Le ministre des Affaires étrangères, que l'ancien président Jacques Chirac qualifiait de "meilleur d'entre nous" et considérait comme un possible dauphin, est aujourd'hui un des principaux conseillers de l'actuel chef de l'Etat, Nicolas Sarkozy, candidat à un second mandat.

"C'est vrai que j'ai rêvé d'être président de la République. Mais je ne vais pas me faire hara-kiri", a-t-il confié à des journalistes lors d'un déjeuner en sa mairie de Bordeaux. "Cette fois, c'est passé et en 2017 j'aurais 72 ans, alors ..."

Alain Juppé dit savoir ce qu'il fera en cas de réélection de Nicolas Sarkozy, avec qui il en a déjà parlé.

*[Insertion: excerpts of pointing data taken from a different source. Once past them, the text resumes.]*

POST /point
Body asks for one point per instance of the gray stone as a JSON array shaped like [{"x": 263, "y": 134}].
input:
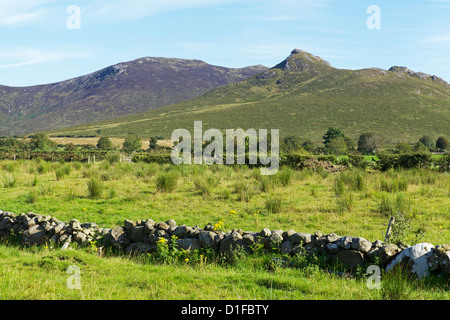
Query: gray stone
[
  {"x": 276, "y": 237},
  {"x": 388, "y": 252},
  {"x": 350, "y": 258},
  {"x": 265, "y": 232},
  {"x": 171, "y": 223},
  {"x": 301, "y": 238},
  {"x": 332, "y": 237},
  {"x": 188, "y": 244},
  {"x": 34, "y": 235},
  {"x": 332, "y": 248},
  {"x": 361, "y": 244},
  {"x": 287, "y": 234},
  {"x": 417, "y": 257},
  {"x": 162, "y": 226},
  {"x": 445, "y": 263},
  {"x": 286, "y": 247},
  {"x": 182, "y": 232},
  {"x": 141, "y": 247},
  {"x": 345, "y": 242},
  {"x": 233, "y": 242},
  {"x": 206, "y": 238},
  {"x": 129, "y": 225},
  {"x": 138, "y": 234}
]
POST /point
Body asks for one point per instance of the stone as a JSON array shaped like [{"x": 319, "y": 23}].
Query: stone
[
  {"x": 182, "y": 232},
  {"x": 138, "y": 234},
  {"x": 188, "y": 244},
  {"x": 417, "y": 257},
  {"x": 265, "y": 232},
  {"x": 286, "y": 247},
  {"x": 332, "y": 237},
  {"x": 287, "y": 234},
  {"x": 149, "y": 226},
  {"x": 34, "y": 235},
  {"x": 162, "y": 226},
  {"x": 206, "y": 238},
  {"x": 141, "y": 247},
  {"x": 350, "y": 258},
  {"x": 232, "y": 243},
  {"x": 129, "y": 225},
  {"x": 80, "y": 237},
  {"x": 445, "y": 263},
  {"x": 388, "y": 252},
  {"x": 345, "y": 242},
  {"x": 332, "y": 248},
  {"x": 361, "y": 244},
  {"x": 434, "y": 263},
  {"x": 301, "y": 238},
  {"x": 171, "y": 223},
  {"x": 276, "y": 237}
]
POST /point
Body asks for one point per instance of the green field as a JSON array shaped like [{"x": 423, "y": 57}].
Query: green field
[{"x": 355, "y": 203}]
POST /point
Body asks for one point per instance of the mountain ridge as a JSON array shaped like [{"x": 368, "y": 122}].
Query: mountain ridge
[
  {"x": 117, "y": 90},
  {"x": 304, "y": 95}
]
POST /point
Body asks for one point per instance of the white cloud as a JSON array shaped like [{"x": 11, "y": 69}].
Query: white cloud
[
  {"x": 19, "y": 57},
  {"x": 14, "y": 12}
]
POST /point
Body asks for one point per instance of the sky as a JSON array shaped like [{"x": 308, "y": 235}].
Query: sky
[{"x": 45, "y": 41}]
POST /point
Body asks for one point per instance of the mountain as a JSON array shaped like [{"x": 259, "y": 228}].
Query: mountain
[
  {"x": 118, "y": 90},
  {"x": 304, "y": 95}
]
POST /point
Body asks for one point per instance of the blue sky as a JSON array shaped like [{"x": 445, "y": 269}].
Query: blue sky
[{"x": 37, "y": 46}]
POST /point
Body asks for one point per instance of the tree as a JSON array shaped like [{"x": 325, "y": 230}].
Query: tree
[
  {"x": 331, "y": 134},
  {"x": 131, "y": 144},
  {"x": 368, "y": 142},
  {"x": 289, "y": 144},
  {"x": 403, "y": 147},
  {"x": 337, "y": 146},
  {"x": 442, "y": 143},
  {"x": 104, "y": 143},
  {"x": 40, "y": 141},
  {"x": 428, "y": 142}
]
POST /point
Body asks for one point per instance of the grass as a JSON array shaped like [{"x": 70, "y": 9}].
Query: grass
[{"x": 207, "y": 194}]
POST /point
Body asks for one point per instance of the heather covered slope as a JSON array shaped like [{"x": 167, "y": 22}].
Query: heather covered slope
[
  {"x": 118, "y": 90},
  {"x": 304, "y": 95}
]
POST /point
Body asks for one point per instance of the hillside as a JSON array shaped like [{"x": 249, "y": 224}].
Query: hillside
[
  {"x": 304, "y": 95},
  {"x": 118, "y": 90}
]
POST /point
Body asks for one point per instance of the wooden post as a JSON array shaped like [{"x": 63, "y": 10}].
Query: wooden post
[{"x": 389, "y": 229}]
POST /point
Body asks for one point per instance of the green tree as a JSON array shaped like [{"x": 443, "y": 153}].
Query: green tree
[
  {"x": 337, "y": 146},
  {"x": 131, "y": 144},
  {"x": 104, "y": 143},
  {"x": 331, "y": 134},
  {"x": 368, "y": 142},
  {"x": 403, "y": 147},
  {"x": 428, "y": 142},
  {"x": 40, "y": 141},
  {"x": 442, "y": 143}
]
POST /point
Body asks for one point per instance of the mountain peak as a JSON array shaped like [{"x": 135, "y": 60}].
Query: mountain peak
[{"x": 302, "y": 61}]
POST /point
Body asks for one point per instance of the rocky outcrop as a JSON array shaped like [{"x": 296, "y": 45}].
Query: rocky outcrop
[{"x": 143, "y": 236}]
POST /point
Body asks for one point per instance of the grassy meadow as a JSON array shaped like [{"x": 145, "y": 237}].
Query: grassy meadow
[{"x": 354, "y": 202}]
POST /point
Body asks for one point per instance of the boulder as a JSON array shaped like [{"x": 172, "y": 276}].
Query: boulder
[
  {"x": 188, "y": 244},
  {"x": 350, "y": 258},
  {"x": 417, "y": 258},
  {"x": 301, "y": 238},
  {"x": 361, "y": 244},
  {"x": 34, "y": 235}
]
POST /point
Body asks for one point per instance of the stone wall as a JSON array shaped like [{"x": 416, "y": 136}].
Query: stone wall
[{"x": 142, "y": 237}]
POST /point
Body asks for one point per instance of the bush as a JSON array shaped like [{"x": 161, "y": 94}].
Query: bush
[{"x": 166, "y": 182}]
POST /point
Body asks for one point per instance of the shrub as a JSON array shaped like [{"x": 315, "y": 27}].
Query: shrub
[{"x": 166, "y": 182}]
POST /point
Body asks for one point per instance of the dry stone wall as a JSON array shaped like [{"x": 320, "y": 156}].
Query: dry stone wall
[{"x": 142, "y": 236}]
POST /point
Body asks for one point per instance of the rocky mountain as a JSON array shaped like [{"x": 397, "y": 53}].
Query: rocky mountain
[
  {"x": 304, "y": 95},
  {"x": 118, "y": 90}
]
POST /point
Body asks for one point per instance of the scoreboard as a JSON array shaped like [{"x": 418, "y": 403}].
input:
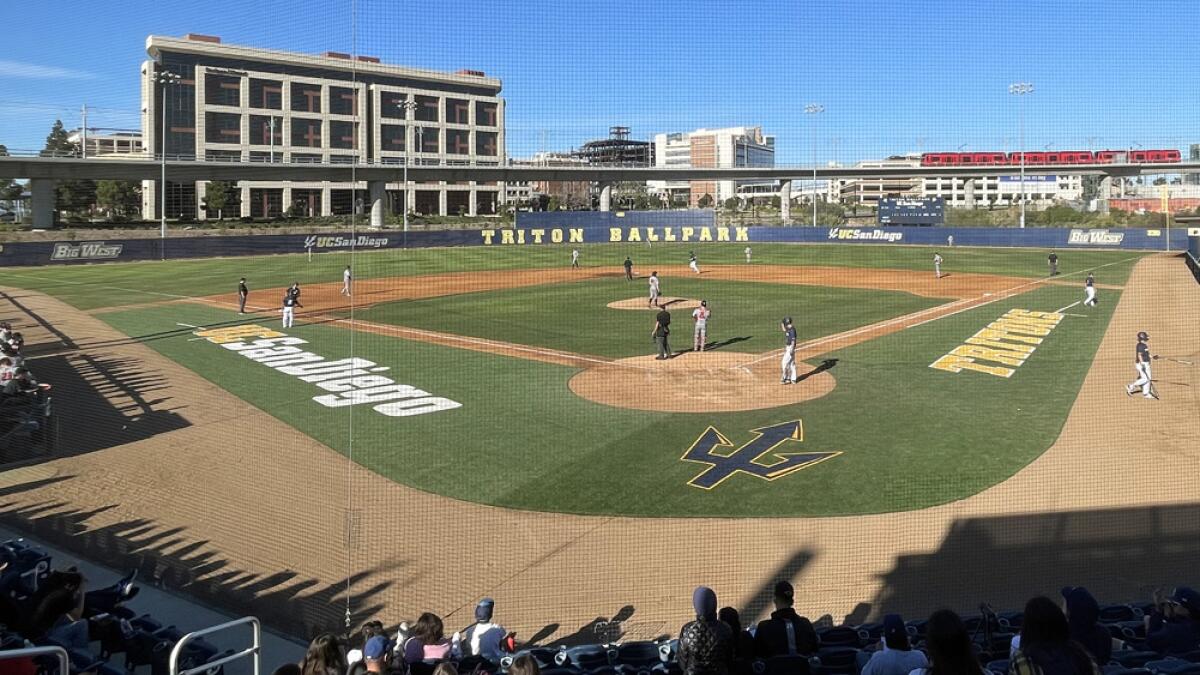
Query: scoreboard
[{"x": 923, "y": 210}]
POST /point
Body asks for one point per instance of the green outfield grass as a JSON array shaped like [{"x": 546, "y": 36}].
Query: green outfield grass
[
  {"x": 120, "y": 284},
  {"x": 574, "y": 316},
  {"x": 910, "y": 436}
]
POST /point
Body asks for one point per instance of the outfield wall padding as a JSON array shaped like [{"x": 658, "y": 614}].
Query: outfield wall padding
[{"x": 634, "y": 228}]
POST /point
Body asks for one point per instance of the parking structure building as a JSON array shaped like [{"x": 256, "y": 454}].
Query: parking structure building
[{"x": 247, "y": 105}]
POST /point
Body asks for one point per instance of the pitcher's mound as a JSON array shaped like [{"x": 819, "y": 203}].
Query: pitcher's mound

Mais il refuse d'en dire plus pour le moment.

En tout état de cause, il ne s'agira pas de reprendre la direction de l'UMP, qu'il a créée avec Jacques Chirac mais que Nicolas Sarkozy a transformée en outil politique à son service.

"Reprendre la présidence de l'UMP si Nicolas Sarkozy est président, ça n'a pas beaucoup de sens", explique le ministre des Affaires étrangères. "En cas de défaite, ce que je ne peux imaginer, ce n'est pas la même chose."

Il juge la stratégie du président-candidat "plutôt réussie".

"Il faut se rappeler d'où il vient", souligne Alain Juppé. "Jusqu'au premier tour, il va maintenir sa ligne, montrer la cohérence générale de son projet, sans se priver de faire des propositions, avec l'objectif d'arriver en tête. Et là, il pense qu'il peut créer une dynamique."